Come migliorare il tuo CTR

Inizia dal risultato. Scrivi tag title convincenti che mettano in primo piano un beneficio specifico e si allineino all'intento, e crea meta description che si leggano come una breve presentazione anziché un arido riassunto, idealmente entro circa 160 caratteri. Usa slug di URL descrittivi e concisi che aggiungano credibilità al risultato.

Poi conquista una presentazione più ricca. Implementa il markup schema per qualificarti ai risultati avanzati, struttura i contenuti per conquistare i featured snippet e gli spazi people-also-ask, e testa in A/B un elemento alla volta usando GSC per misurare l'impatto. Fondare tutto questo in una vera ricerca di parole chiave e pianificazione dei contenuti garantisce di puntare a query in cui un risultato migliore può davvero fare la differenza.

Sfide e limiti

Il CTR può ingannare se letto senza contesto. Le query di marca mostrano naturalmente tassi molto alti, mentre le query informative con risposte IA in evidenza o featured snippet possono mostrare tassi bassi anche per pagine forti. Confrontare il CTR tra tipi di query diversi senza tenerne conto porta a conclusioni sbagliate.

C'è anche la tentazione di inseguire i clic con titoli esagerati, che possono aumentare il CTR ma danneggiano fiducia e coinvolgimento quando la pagina delude. Un miglioramento sostenibile del CTR allinea la promessa del risultato alla sostanza della pagina, così che il clic porti a un visitatore soddisfatto anziché a un rapido rimbalzo.

Conclusione

Il CTR, o tasso di clic, misura quanto efficacemente il tuo risultato converte le impression in clic, calcolato semplicemente come clic diviso impression. La posizione guida pesantemente il CTR organico, con le posizioni di vertice che catturano la maggior parte dei clic, e anche se potrebbe non essere un fattore di posizionamento confermato, ottimizzarlo fa crescere il traffico in modo affidabile.

Miglioralo affinando titoli, descrizioni, URL e risultati avanzati, e osserva come le risposte IA rimodellano il comportamento di clic come parte della tua strategia di contenuti IA. Per la panoramica complementare, vedi tasso di clic.
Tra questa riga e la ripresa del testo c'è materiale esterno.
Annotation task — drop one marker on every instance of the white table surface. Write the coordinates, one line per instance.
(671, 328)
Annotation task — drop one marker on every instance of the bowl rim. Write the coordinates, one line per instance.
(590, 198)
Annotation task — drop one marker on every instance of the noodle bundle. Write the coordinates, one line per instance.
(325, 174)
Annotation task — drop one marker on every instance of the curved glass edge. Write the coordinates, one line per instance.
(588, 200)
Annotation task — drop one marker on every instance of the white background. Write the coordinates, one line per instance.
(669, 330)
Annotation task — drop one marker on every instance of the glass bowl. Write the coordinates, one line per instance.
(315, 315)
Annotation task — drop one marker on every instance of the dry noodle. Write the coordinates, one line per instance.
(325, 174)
Fonti di riferimento: Semrush e SEO.com.

Frequently questions asked

Come si calcola il CTR?

Dividi il numero di clic per il numero di impression, poi moltiplica per 100. Per esempio, 2.500 clic da 10.000 impression sono un tasso di clic del 25 per cento. La stessa formula vale per i risultati organici, gli annunci a pagamento e le email, permettendoti di confrontare quanto efficacemente risultati molto diversi convertono l'esposizione in clic.

Qual è un buon CTR nella ricerca?

Dipende molto dalla posizione nel ranking e dal tipo di query. Gli studi suggeriscono che la posizione uno ha in media circa il 39,8 per cento organicamente, con le prime cinque posizioni che catturano all'incirca il 68 per cento dei clic. Le query di marca vanno molto più in alto, e le query con risposte IA in evidenza possono andare più in basso. Confronta con i risultati in posizioni simili anziché con un singolo obiettivo universale.

Il CTR è un fattore di posizionamento di Google?

Google non ha confermato il CTR come fattore di posizionamento diretto, quindi è meglio non farci affidamento come tale. Detto questo, le pagine con tassi di clic più alti del previsto guadagnano spesso visibilità nel tempo, suggerendo che i segnali di coinvolgimento possano informare la valutazione della qualità. In ogni caso, migliorare il CTR fa crescere il traffico direttamente, il che lo rende degno di essere ottimizzato.